About Alan Alexandroff

Alan is the Director of the Global Summitry Project and teaches at the Munk School of Global Affairs & Public Policy at the University of Toronto. Alan focuses much of his attention on difficult global order issues including the appearance and consequences of the multilateral environment and the many global summits, especially the Informals such as the G7 and G20.

Declaring Engagement Dead!

Opinion and analysis writing often seems to come forward in ‘waves’. It is almost never just one piece but a veritable series of similar narrations that seeks to identify the trends.  This wave-like writing certainly is evident when it comes to US foreign policy making and in particular the rising tensions between the two leading powers – the United States and China. There was a first wave of  ‘New Cold War’ articles, that as I suggested along with some of my V20 colleagues seemingly impacted partisans of both Parties in the United States. Then, there was the wave US-China trade war tensions. And now we see the current wave in the ‘Rising US-China’ tensions and the return to a view that this may indeed be a new sorta ‘Cold War’ and dire predictions of decoupling between the two leading economies and the ‘deer in the headlights’ of US allies trying to avoid choices between the two.

This newest wave of US-China tensions has been orchestrated in part by the Trump Administration with speeches from senior officials William Barr, the Attorney General,  Robert C. O’Brien, National Security Advisor,  Christopher Wray, the Director of the FBI, Mark Esper Secretary of Defense and, finally with the icing on the cake the speech by  Michael Pompeo the  current Secretary of State at a highly significant location – the Nixon Presidential Library and Museum at Yorba Lind, California.

It is interesting that these declarative words all began with the Donald Trump’s actions – the chaos, the denigration of multilateralism, the strong-arming of allies and the threats to end key alliance relations of the liberal order – NATO, US- Japan and US-Korea security treaties. While these initiatives and threats heralded Trump’s America First policy they have been superseded most recently with the targeting of China. It reflects, one suspects, the ‘Hail Mary’ approach that Trump seems to have chosen with falling numbers on his reelection. It is China ‘all the time’, by these officials, attacks on the Communist Party of China and even the targeting of regime change by these US officials.  Additionally, and I don’t think prematurely US foreign policy analysts are at the same time attempting to anticipate a foreign policy under a Biden Administration. But we’ll save that examination for another moment.
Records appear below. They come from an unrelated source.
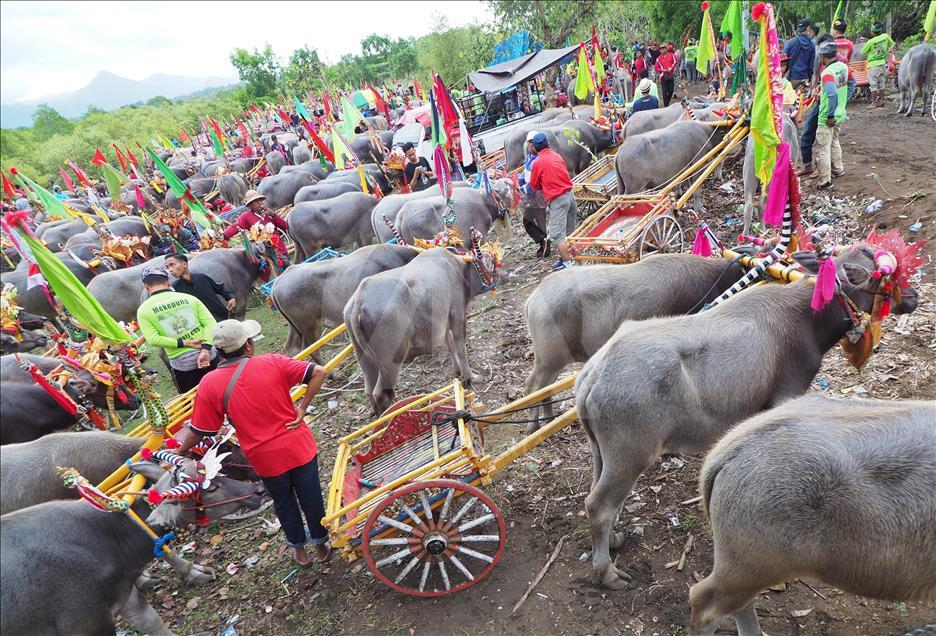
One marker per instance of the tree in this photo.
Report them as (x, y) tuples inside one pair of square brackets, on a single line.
[(259, 70), (47, 122)]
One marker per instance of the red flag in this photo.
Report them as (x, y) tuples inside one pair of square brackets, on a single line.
[(67, 180), (325, 150), (8, 187), (79, 174), (120, 158), (382, 106)]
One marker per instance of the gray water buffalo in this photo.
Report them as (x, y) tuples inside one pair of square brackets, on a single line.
[(652, 159), (752, 202), (34, 299), (572, 313), (71, 569), (331, 223), (565, 138), (29, 412), (372, 170), (281, 189), (671, 385), (301, 154), (25, 340), (836, 490), (120, 292), (422, 218), (915, 77), (275, 161), (310, 295), (233, 188), (397, 315), (389, 206), (321, 191), (27, 470), (126, 226)]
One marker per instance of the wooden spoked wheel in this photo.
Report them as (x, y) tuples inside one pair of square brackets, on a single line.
[(663, 236), (434, 538)]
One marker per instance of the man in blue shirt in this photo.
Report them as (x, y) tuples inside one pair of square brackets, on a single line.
[(801, 52), (646, 100)]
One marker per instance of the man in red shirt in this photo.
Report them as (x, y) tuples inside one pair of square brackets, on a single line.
[(666, 67), (254, 394), (551, 175)]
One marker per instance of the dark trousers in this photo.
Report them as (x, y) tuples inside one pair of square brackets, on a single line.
[(809, 134), (669, 87), (297, 489), (188, 380)]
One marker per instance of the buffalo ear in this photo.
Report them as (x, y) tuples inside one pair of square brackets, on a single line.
[(856, 274), (152, 472), (807, 260)]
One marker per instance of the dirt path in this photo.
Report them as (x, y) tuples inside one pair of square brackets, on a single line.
[(541, 495)]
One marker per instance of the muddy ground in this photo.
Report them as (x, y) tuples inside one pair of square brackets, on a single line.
[(541, 495)]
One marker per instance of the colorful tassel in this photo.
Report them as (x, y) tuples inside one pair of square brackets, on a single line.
[(825, 285), (701, 245)]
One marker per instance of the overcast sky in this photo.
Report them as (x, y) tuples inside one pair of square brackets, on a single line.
[(55, 47)]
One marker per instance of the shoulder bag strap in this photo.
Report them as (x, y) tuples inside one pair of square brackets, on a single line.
[(230, 387)]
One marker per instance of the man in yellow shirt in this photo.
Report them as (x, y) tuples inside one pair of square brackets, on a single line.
[(876, 51)]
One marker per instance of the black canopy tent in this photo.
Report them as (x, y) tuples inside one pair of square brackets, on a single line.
[(496, 103)]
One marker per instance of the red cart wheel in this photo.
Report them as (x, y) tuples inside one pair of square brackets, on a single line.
[(433, 538)]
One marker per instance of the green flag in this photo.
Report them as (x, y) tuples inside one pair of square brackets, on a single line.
[(732, 24), (197, 208), (583, 80), (52, 205), (350, 118), (930, 21), (301, 110), (706, 52), (113, 179), (76, 298)]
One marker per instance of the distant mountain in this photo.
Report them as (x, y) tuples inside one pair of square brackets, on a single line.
[(110, 91)]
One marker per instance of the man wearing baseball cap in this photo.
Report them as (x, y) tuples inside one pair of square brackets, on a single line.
[(253, 393), (646, 101), (551, 175), (180, 324)]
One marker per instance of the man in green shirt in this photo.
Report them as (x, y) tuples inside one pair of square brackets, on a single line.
[(181, 325), (876, 51), (833, 95), (689, 58)]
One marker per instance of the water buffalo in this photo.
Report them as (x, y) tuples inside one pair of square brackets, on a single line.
[(390, 205), (34, 299), (301, 154), (373, 171), (422, 218), (25, 340), (670, 385), (312, 294), (915, 76), (652, 159), (836, 490), (397, 315), (572, 313), (752, 202), (29, 412), (120, 292), (71, 569), (321, 191), (233, 188), (281, 189), (275, 161), (331, 223)]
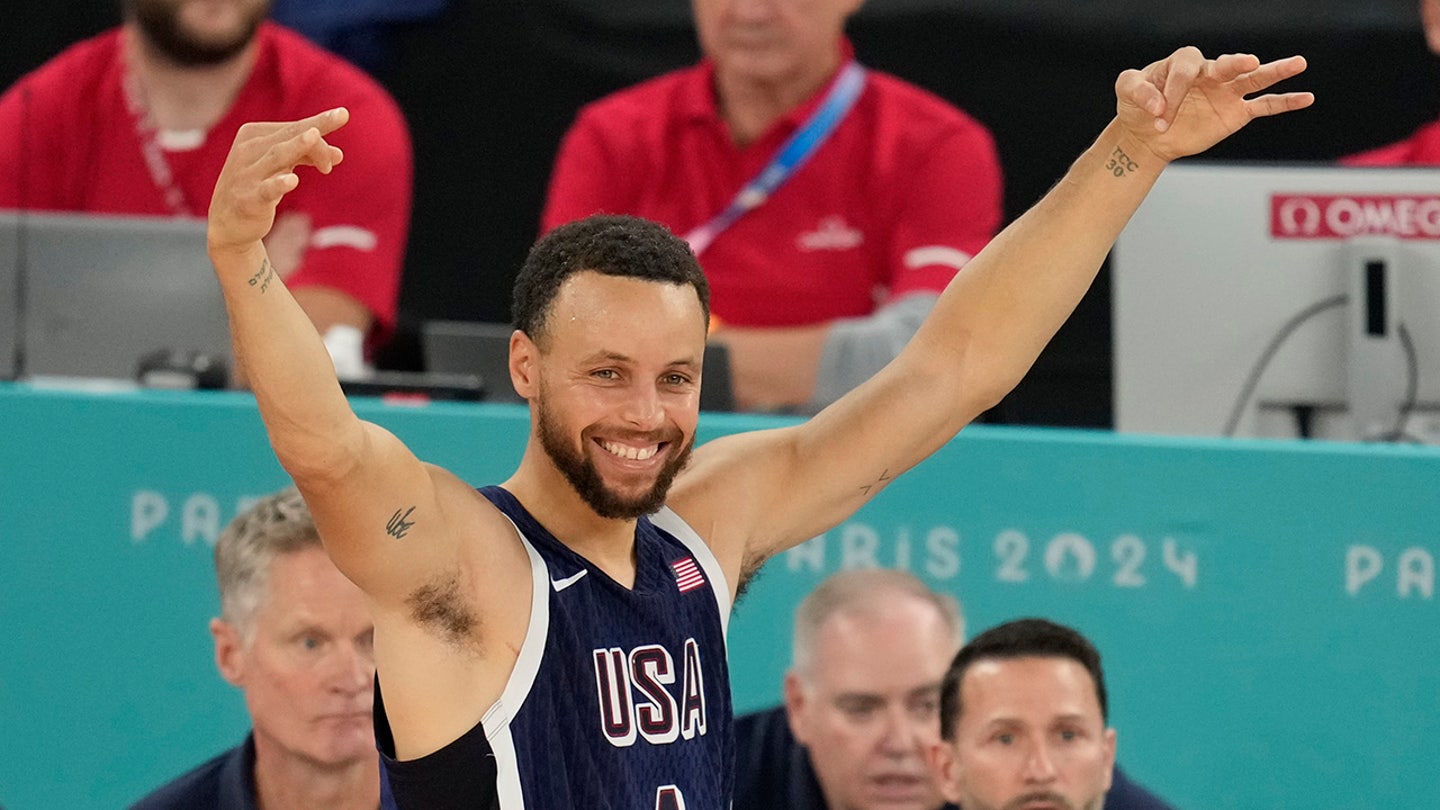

Meanwhile the language is barely restrained . As my CSIS colleagues Scott Kennedy and Matthew Goodman conclude in a recent post:

Through a series of speeches and tough actions, the Trump administration has clearly signaled that it views a Xi Jinping-led China as an existential threat to the West, and hence, is trying to mobilize its friends and allies to form a united front against Beijing.

Here is William Barr, the Attorney General of the United States describing China and its current ambitions in a speech he delivered on July 16th:

… that is, the United States’ response to the global ambitions of the Chinese Communist Party.  The CCP rules with an iron fist over one of the great ancient civilizations of the world.  It seeks to leverage the immense power, productivity, and ingenuity of the Chinese people to overthrow the rules-based international system and to make the world safe for dictatorship.

The objective is according to Barr, clear:

The People’s Republic of China is now engaged in an economic blitzkrieg—an aggressive, orchestrated, whole-of-government (indeed, whole-of-society) campaign to seize the commanding heights of the global economy and to surpass the United States as the world’s preeminent superpower.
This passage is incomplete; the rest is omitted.